8 things to consider when styling your own wedding?
Over my career I have been lucky enough to work closely with some different creative industries and I have come to realise that what makes a professional a cut above the rest, is a clear understanding of balance. For example when you mix all 3 primary colours, you get brown. In music if all the elements of a song are competing with each other the mix becomes “muddy.” With food if you have sweet, sour, salty, bitter and spicy all in one mouth full, the flavours compete and it becomes confused. So now that you have a comprehensive understanding of all things design, let’s get your visual cortex bulging and dive into all things wedding!
1. Limit yourself
I know it might sound counter intuitive, but restrictions really help with creativity. Too many options will leave you feeling overwhelmed and unsure. It might help to start with what you don’t like and you will start to get a clearer picture of what you do like.
Inevitably with many weddings, there will be lots of white, which is a great starting point. A blank canvas if you will. The great thing is white is not tonal, so everything works. From there choose 1 dominant colour (which will be the focus or your decor) and add a secondary complementary colour. For colour inspiration look anywhere you feel comfortable. Clothes, artwork, interior design etc. Or if you like a more straightforward approach to colour pallets check out https://color.adobe.com/explore/. It's a colour palette generator used by the graphic design industry (another great source of inspiration.)
3. Don't stop at colour
Think about the textures. If you’re getting married in a wonderful barn setting, your instinct might be to go with lots of wood, but in the already rustic setting timber could get lost. Think maybe about a contrasting texture, like polished copper or foliage. Be sure that your “textures” complement your colour scheme.

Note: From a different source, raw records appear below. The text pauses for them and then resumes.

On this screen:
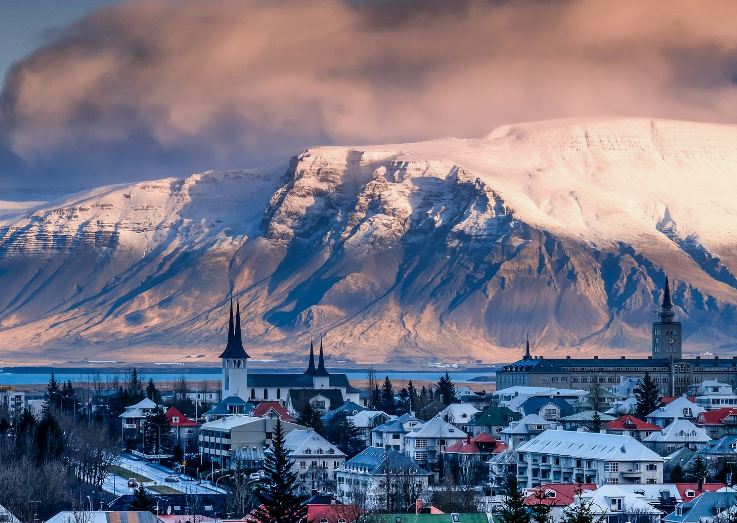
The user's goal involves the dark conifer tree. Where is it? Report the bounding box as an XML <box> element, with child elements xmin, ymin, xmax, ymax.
<box><xmin>297</xmin><ymin>401</ymin><xmax>325</xmax><ymax>435</ymax></box>
<box><xmin>146</xmin><ymin>378</ymin><xmax>161</xmax><ymax>405</ymax></box>
<box><xmin>128</xmin><ymin>487</ymin><xmax>156</xmax><ymax>512</ymax></box>
<box><xmin>437</xmin><ymin>372</ymin><xmax>456</xmax><ymax>405</ymax></box>
<box><xmin>591</xmin><ymin>411</ymin><xmax>604</xmax><ymax>432</ymax></box>
<box><xmin>634</xmin><ymin>371</ymin><xmax>660</xmax><ymax>420</ymax></box>
<box><xmin>252</xmin><ymin>419</ymin><xmax>307</xmax><ymax>523</ymax></box>
<box><xmin>499</xmin><ymin>474</ymin><xmax>531</xmax><ymax>523</ymax></box>
<box><xmin>33</xmin><ymin>411</ymin><xmax>64</xmax><ymax>465</ymax></box>
<box><xmin>381</xmin><ymin>376</ymin><xmax>397</xmax><ymax>414</ymax></box>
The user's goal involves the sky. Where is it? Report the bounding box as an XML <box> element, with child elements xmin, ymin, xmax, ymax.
<box><xmin>0</xmin><ymin>0</ymin><xmax>737</xmax><ymax>192</ymax></box>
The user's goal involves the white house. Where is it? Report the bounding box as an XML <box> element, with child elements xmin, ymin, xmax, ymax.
<box><xmin>695</xmin><ymin>380</ymin><xmax>737</xmax><ymax>410</ymax></box>
<box><xmin>516</xmin><ymin>430</ymin><xmax>664</xmax><ymax>488</ymax></box>
<box><xmin>404</xmin><ymin>418</ymin><xmax>466</xmax><ymax>466</ymax></box>
<box><xmin>347</xmin><ymin>410</ymin><xmax>396</xmax><ymax>446</ymax></box>
<box><xmin>336</xmin><ymin>447</ymin><xmax>431</xmax><ymax>510</ymax></box>
<box><xmin>647</xmin><ymin>397</ymin><xmax>705</xmax><ymax>428</ymax></box>
<box><xmin>499</xmin><ymin>414</ymin><xmax>558</xmax><ymax>449</ymax></box>
<box><xmin>119</xmin><ymin>398</ymin><xmax>159</xmax><ymax>439</ymax></box>
<box><xmin>569</xmin><ymin>485</ymin><xmax>664</xmax><ymax>523</ymax></box>
<box><xmin>643</xmin><ymin>419</ymin><xmax>711</xmax><ymax>456</ymax></box>
<box><xmin>284</xmin><ymin>430</ymin><xmax>345</xmax><ymax>494</ymax></box>
<box><xmin>435</xmin><ymin>403</ymin><xmax>479</xmax><ymax>430</ymax></box>
<box><xmin>371</xmin><ymin>414</ymin><xmax>424</xmax><ymax>452</ymax></box>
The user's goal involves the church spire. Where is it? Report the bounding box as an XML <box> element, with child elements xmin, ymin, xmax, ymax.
<box><xmin>305</xmin><ymin>340</ymin><xmax>317</xmax><ymax>376</ymax></box>
<box><xmin>658</xmin><ymin>276</ymin><xmax>675</xmax><ymax>323</ymax></box>
<box><xmin>228</xmin><ymin>298</ymin><xmax>235</xmax><ymax>347</ymax></box>
<box><xmin>315</xmin><ymin>340</ymin><xmax>330</xmax><ymax>376</ymax></box>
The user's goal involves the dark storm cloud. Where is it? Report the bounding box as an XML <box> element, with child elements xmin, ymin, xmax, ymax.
<box><xmin>0</xmin><ymin>0</ymin><xmax>737</xmax><ymax>185</ymax></box>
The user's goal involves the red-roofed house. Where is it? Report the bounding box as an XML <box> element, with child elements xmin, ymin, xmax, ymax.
<box><xmin>166</xmin><ymin>407</ymin><xmax>200</xmax><ymax>451</ymax></box>
<box><xmin>603</xmin><ymin>415</ymin><xmax>661</xmax><ymax>441</ymax></box>
<box><xmin>442</xmin><ymin>432</ymin><xmax>507</xmax><ymax>485</ymax></box>
<box><xmin>251</xmin><ymin>401</ymin><xmax>295</xmax><ymax>423</ymax></box>
<box><xmin>307</xmin><ymin>504</ymin><xmax>363</xmax><ymax>523</ymax></box>
<box><xmin>660</xmin><ymin>396</ymin><xmax>696</xmax><ymax>405</ymax></box>
<box><xmin>694</xmin><ymin>407</ymin><xmax>737</xmax><ymax>439</ymax></box>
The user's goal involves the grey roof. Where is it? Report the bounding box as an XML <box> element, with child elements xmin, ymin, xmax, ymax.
<box><xmin>665</xmin><ymin>492</ymin><xmax>737</xmax><ymax>523</ymax></box>
<box><xmin>205</xmin><ymin>396</ymin><xmax>253</xmax><ymax>416</ymax></box>
<box><xmin>341</xmin><ymin>447</ymin><xmax>430</xmax><ymax>476</ymax></box>
<box><xmin>699</xmin><ymin>436</ymin><xmax>737</xmax><ymax>454</ymax></box>
<box><xmin>561</xmin><ymin>410</ymin><xmax>617</xmax><ymax>422</ymax></box>
<box><xmin>289</xmin><ymin>388</ymin><xmax>343</xmax><ymax>413</ymax></box>
<box><xmin>520</xmin><ymin>396</ymin><xmax>576</xmax><ymax>419</ymax></box>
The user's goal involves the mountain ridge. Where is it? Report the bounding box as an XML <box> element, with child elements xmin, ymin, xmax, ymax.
<box><xmin>0</xmin><ymin>119</ymin><xmax>737</xmax><ymax>362</ymax></box>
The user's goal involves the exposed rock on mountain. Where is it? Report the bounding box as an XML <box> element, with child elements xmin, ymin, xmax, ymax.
<box><xmin>0</xmin><ymin>120</ymin><xmax>737</xmax><ymax>362</ymax></box>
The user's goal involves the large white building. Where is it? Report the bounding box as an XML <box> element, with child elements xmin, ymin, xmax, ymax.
<box><xmin>284</xmin><ymin>430</ymin><xmax>345</xmax><ymax>494</ymax></box>
<box><xmin>515</xmin><ymin>430</ymin><xmax>663</xmax><ymax>488</ymax></box>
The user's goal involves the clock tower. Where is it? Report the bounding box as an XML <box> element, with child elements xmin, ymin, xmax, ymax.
<box><xmin>652</xmin><ymin>276</ymin><xmax>683</xmax><ymax>360</ymax></box>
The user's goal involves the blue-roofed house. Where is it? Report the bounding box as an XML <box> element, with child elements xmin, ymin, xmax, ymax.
<box><xmin>336</xmin><ymin>447</ymin><xmax>430</xmax><ymax>510</ymax></box>
<box><xmin>663</xmin><ymin>492</ymin><xmax>737</xmax><ymax>523</ymax></box>
<box><xmin>520</xmin><ymin>396</ymin><xmax>573</xmax><ymax>421</ymax></box>
<box><xmin>371</xmin><ymin>414</ymin><xmax>423</xmax><ymax>452</ymax></box>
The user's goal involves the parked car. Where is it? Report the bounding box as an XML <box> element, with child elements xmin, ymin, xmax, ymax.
<box><xmin>248</xmin><ymin>470</ymin><xmax>266</xmax><ymax>481</ymax></box>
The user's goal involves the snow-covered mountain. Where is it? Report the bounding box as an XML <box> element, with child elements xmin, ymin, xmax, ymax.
<box><xmin>0</xmin><ymin>119</ymin><xmax>737</xmax><ymax>362</ymax></box>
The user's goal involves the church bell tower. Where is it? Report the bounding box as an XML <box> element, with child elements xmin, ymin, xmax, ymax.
<box><xmin>652</xmin><ymin>276</ymin><xmax>683</xmax><ymax>360</ymax></box>
<box><xmin>220</xmin><ymin>300</ymin><xmax>249</xmax><ymax>401</ymax></box>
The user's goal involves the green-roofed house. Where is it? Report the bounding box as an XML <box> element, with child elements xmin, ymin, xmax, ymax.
<box><xmin>466</xmin><ymin>407</ymin><xmax>522</xmax><ymax>439</ymax></box>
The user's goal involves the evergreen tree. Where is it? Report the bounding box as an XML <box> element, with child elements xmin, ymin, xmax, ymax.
<box><xmin>407</xmin><ymin>380</ymin><xmax>419</xmax><ymax>413</ymax></box>
<box><xmin>297</xmin><ymin>401</ymin><xmax>325</xmax><ymax>435</ymax></box>
<box><xmin>634</xmin><ymin>371</ymin><xmax>660</xmax><ymax>420</ymax></box>
<box><xmin>15</xmin><ymin>407</ymin><xmax>36</xmax><ymax>450</ymax></box>
<box><xmin>368</xmin><ymin>385</ymin><xmax>381</xmax><ymax>410</ymax></box>
<box><xmin>143</xmin><ymin>407</ymin><xmax>173</xmax><ymax>454</ymax></box>
<box><xmin>668</xmin><ymin>463</ymin><xmax>685</xmax><ymax>483</ymax></box>
<box><xmin>397</xmin><ymin>387</ymin><xmax>409</xmax><ymax>414</ymax></box>
<box><xmin>128</xmin><ymin>368</ymin><xmax>143</xmax><ymax>396</ymax></box>
<box><xmin>591</xmin><ymin>411</ymin><xmax>604</xmax><ymax>432</ymax></box>
<box><xmin>688</xmin><ymin>456</ymin><xmax>709</xmax><ymax>483</ymax></box>
<box><xmin>33</xmin><ymin>411</ymin><xmax>64</xmax><ymax>465</ymax></box>
<box><xmin>252</xmin><ymin>419</ymin><xmax>307</xmax><ymax>523</ymax></box>
<box><xmin>499</xmin><ymin>474</ymin><xmax>531</xmax><ymax>523</ymax></box>
<box><xmin>381</xmin><ymin>376</ymin><xmax>397</xmax><ymax>414</ymax></box>
<box><xmin>561</xmin><ymin>484</ymin><xmax>606</xmax><ymax>523</ymax></box>
<box><xmin>437</xmin><ymin>372</ymin><xmax>456</xmax><ymax>405</ymax></box>
<box><xmin>128</xmin><ymin>487</ymin><xmax>156</xmax><ymax>512</ymax></box>
<box><xmin>44</xmin><ymin>372</ymin><xmax>61</xmax><ymax>411</ymax></box>
<box><xmin>146</xmin><ymin>378</ymin><xmax>161</xmax><ymax>405</ymax></box>
<box><xmin>529</xmin><ymin>488</ymin><xmax>553</xmax><ymax>523</ymax></box>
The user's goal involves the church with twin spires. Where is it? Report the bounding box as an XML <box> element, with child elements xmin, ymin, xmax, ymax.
<box><xmin>213</xmin><ymin>302</ymin><xmax>360</xmax><ymax>415</ymax></box>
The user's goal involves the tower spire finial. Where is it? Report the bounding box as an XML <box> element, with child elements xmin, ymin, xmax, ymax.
<box><xmin>305</xmin><ymin>340</ymin><xmax>317</xmax><ymax>376</ymax></box>
<box><xmin>315</xmin><ymin>340</ymin><xmax>330</xmax><ymax>376</ymax></box>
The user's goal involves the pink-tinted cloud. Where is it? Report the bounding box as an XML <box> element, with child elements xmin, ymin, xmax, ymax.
<box><xmin>0</xmin><ymin>0</ymin><xmax>737</xmax><ymax>186</ymax></box>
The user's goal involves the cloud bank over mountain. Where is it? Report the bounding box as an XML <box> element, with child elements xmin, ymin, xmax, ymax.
<box><xmin>0</xmin><ymin>0</ymin><xmax>737</xmax><ymax>187</ymax></box>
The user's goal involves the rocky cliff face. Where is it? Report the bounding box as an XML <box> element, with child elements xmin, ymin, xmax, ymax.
<box><xmin>0</xmin><ymin>120</ymin><xmax>737</xmax><ymax>362</ymax></box>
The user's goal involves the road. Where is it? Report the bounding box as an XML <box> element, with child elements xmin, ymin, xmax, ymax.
<box><xmin>102</xmin><ymin>454</ymin><xmax>226</xmax><ymax>496</ymax></box>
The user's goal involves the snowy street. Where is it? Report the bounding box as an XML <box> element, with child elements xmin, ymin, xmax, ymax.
<box><xmin>102</xmin><ymin>454</ymin><xmax>226</xmax><ymax>496</ymax></box>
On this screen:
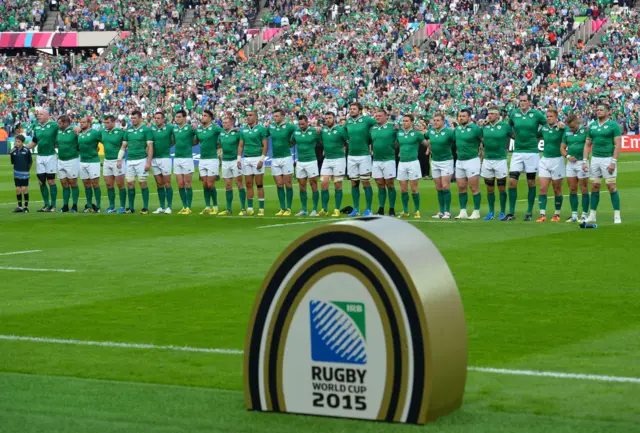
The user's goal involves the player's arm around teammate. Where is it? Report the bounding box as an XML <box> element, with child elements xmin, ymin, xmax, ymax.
<box><xmin>560</xmin><ymin>114</ymin><xmax>589</xmax><ymax>222</ymax></box>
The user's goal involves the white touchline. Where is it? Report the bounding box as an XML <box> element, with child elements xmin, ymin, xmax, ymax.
<box><xmin>0</xmin><ymin>266</ymin><xmax>78</xmax><ymax>272</ymax></box>
<box><xmin>0</xmin><ymin>335</ymin><xmax>640</xmax><ymax>384</ymax></box>
<box><xmin>0</xmin><ymin>250</ymin><xmax>42</xmax><ymax>256</ymax></box>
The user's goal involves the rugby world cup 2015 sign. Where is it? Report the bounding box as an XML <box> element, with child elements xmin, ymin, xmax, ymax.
<box><xmin>244</xmin><ymin>217</ymin><xmax>467</xmax><ymax>424</ymax></box>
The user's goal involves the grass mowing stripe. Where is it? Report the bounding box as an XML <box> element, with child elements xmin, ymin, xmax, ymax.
<box><xmin>0</xmin><ymin>335</ymin><xmax>640</xmax><ymax>384</ymax></box>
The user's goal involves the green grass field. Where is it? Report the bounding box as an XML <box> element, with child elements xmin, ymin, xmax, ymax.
<box><xmin>0</xmin><ymin>154</ymin><xmax>640</xmax><ymax>433</ymax></box>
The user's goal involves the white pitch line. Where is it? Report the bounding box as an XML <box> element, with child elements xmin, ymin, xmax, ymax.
<box><xmin>0</xmin><ymin>335</ymin><xmax>640</xmax><ymax>384</ymax></box>
<box><xmin>0</xmin><ymin>250</ymin><xmax>42</xmax><ymax>256</ymax></box>
<box><xmin>0</xmin><ymin>266</ymin><xmax>78</xmax><ymax>273</ymax></box>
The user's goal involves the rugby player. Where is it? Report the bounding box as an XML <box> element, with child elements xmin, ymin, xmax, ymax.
<box><xmin>397</xmin><ymin>114</ymin><xmax>427</xmax><ymax>219</ymax></box>
<box><xmin>196</xmin><ymin>110</ymin><xmax>224</xmax><ymax>215</ymax></box>
<box><xmin>425</xmin><ymin>114</ymin><xmax>455</xmax><ymax>219</ymax></box>
<box><xmin>345</xmin><ymin>102</ymin><xmax>376</xmax><ymax>217</ymax></box>
<box><xmin>238</xmin><ymin>111</ymin><xmax>269</xmax><ymax>216</ymax></box>
<box><xmin>117</xmin><ymin>110</ymin><xmax>153</xmax><ymax>215</ymax></box>
<box><xmin>453</xmin><ymin>108</ymin><xmax>482</xmax><ymax>220</ymax></box>
<box><xmin>371</xmin><ymin>108</ymin><xmax>398</xmax><ymax>216</ymax></box>
<box><xmin>25</xmin><ymin>110</ymin><xmax>58</xmax><ymax>212</ymax></box>
<box><xmin>78</xmin><ymin>116</ymin><xmax>102</xmax><ymax>213</ymax></box>
<box><xmin>291</xmin><ymin>115</ymin><xmax>320</xmax><ymax>216</ymax></box>
<box><xmin>536</xmin><ymin>108</ymin><xmax>565</xmax><ymax>223</ymax></box>
<box><xmin>318</xmin><ymin>111</ymin><xmax>348</xmax><ymax>217</ymax></box>
<box><xmin>502</xmin><ymin>93</ymin><xmax>547</xmax><ymax>221</ymax></box>
<box><xmin>218</xmin><ymin>117</ymin><xmax>247</xmax><ymax>216</ymax></box>
<box><xmin>267</xmin><ymin>108</ymin><xmax>298</xmax><ymax>216</ymax></box>
<box><xmin>560</xmin><ymin>114</ymin><xmax>589</xmax><ymax>222</ymax></box>
<box><xmin>151</xmin><ymin>111</ymin><xmax>175</xmax><ymax>214</ymax></box>
<box><xmin>50</xmin><ymin>115</ymin><xmax>80</xmax><ymax>212</ymax></box>
<box><xmin>173</xmin><ymin>110</ymin><xmax>195</xmax><ymax>215</ymax></box>
<box><xmin>480</xmin><ymin>105</ymin><xmax>513</xmax><ymax>221</ymax></box>
<box><xmin>582</xmin><ymin>104</ymin><xmax>622</xmax><ymax>224</ymax></box>
<box><xmin>101</xmin><ymin>114</ymin><xmax>127</xmax><ymax>214</ymax></box>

It's hard to go wrong with lighting as long as it's not too bright. Up light the best features of your venue, and downlight your favourite props. Throw in a few candles and lamps and you have yourself a dramatically lit setting when the sun goes down.
5. Be visual
Even if you find it easy to visualise things in your head, it is always a good idea to get it down on paper. Create an A2 poster or mood board and go to town with textures, colours and inspiration. Don't be neat or organised, just throw it in. The idea is to give you a visual understanding of the balance of all the elements you have chosen.
6. Be odd
Even numbers are difficult to work with when designing, For example, when putting candle sticks on your tables, opt for 3 or 5, rather than 2 or 4, and the balance will come more naturally.
We all know that pinterest is a great source of ideas and inspiration, but try not to solely rely on it. Use your mood board and inspiration from your favourite things, and you will feel that you completely own your wedding, and your guests will see your unique style come through.
8. Keep it simple
It’s not to say that complex design cannot work, but with every layer of complexity the balance becomes more difficult. So set your boundaries with a couple of colours and textures that complement your venue and you will feel your creativity simmering.